Alcides Gonçalves disse ainda que desde que Cesária deu entrada no hospital esteve internada nos cuidados intensivos “com um quadro clínico muito complexo”.
Numa das muitas entrevistas que deu, certa vez, afirmou: “tudo à minha volta era música”.
O pai, Justiniano da Cruz, tocava cavaquinho, violão e violino, instrumentos que se tornaram característicos em Cabo Verde, o irmão, Lela, saxofone, e entre os amigos contava-se o mais emblemático compositor cabo-verdiano, B. Leza.
“Cize”, como era carinhosamente tratada pelos amigos, tornou-se no nome mais internacional de Cabo Verde, país de onde o mundo conhecia já grandes músicos como Luís Morais e Bana.
Desde cedo que Cesária Évora se lembrava de cantar, como referiu numa das muitas entrevistas que deu: “Cantava ao ar livre nas praças da cidade para afastar coisas tristes”. Aos 16 anos, canta nos bares da cidade e nos hotéis, começando a ganhar uma legião de fãs que a aclamavam já como a “rainha da morna”.

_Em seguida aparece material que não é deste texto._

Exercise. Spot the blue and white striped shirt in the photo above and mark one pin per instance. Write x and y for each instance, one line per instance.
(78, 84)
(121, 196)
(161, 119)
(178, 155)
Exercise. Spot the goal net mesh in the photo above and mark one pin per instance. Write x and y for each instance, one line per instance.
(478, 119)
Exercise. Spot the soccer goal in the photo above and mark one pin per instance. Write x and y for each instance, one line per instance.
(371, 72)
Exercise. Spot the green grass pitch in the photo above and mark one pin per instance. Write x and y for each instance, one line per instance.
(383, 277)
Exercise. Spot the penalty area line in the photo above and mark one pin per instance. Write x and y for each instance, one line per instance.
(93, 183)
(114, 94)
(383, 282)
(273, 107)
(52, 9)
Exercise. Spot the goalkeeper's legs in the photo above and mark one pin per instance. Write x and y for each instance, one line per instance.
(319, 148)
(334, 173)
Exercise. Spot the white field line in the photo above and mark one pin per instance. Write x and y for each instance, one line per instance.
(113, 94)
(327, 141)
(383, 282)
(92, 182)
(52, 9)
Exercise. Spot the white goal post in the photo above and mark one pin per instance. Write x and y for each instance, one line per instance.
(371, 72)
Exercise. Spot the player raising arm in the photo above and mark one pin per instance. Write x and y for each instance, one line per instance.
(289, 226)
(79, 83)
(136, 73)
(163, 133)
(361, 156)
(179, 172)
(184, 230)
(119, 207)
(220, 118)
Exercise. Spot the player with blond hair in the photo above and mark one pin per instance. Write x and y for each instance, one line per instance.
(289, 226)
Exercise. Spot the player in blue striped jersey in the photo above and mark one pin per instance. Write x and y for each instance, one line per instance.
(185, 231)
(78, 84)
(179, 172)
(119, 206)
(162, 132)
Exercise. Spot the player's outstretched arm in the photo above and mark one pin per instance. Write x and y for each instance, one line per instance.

A independência do arquipélago, em 1975, coincide com o início de um “período negro” na vida da cantora, que deixa de cantar, tem problemas de alcoolismo e trabalha noutra área.
Em 1985, a convite de Bana, proprietário de um restaurante discoteca com música ao vivo, em Lisboa, Cize vai para a capital portuguesa, onde grava um disco que passou despercebido à crítica, seguindo para Paris onde é “descoberta”.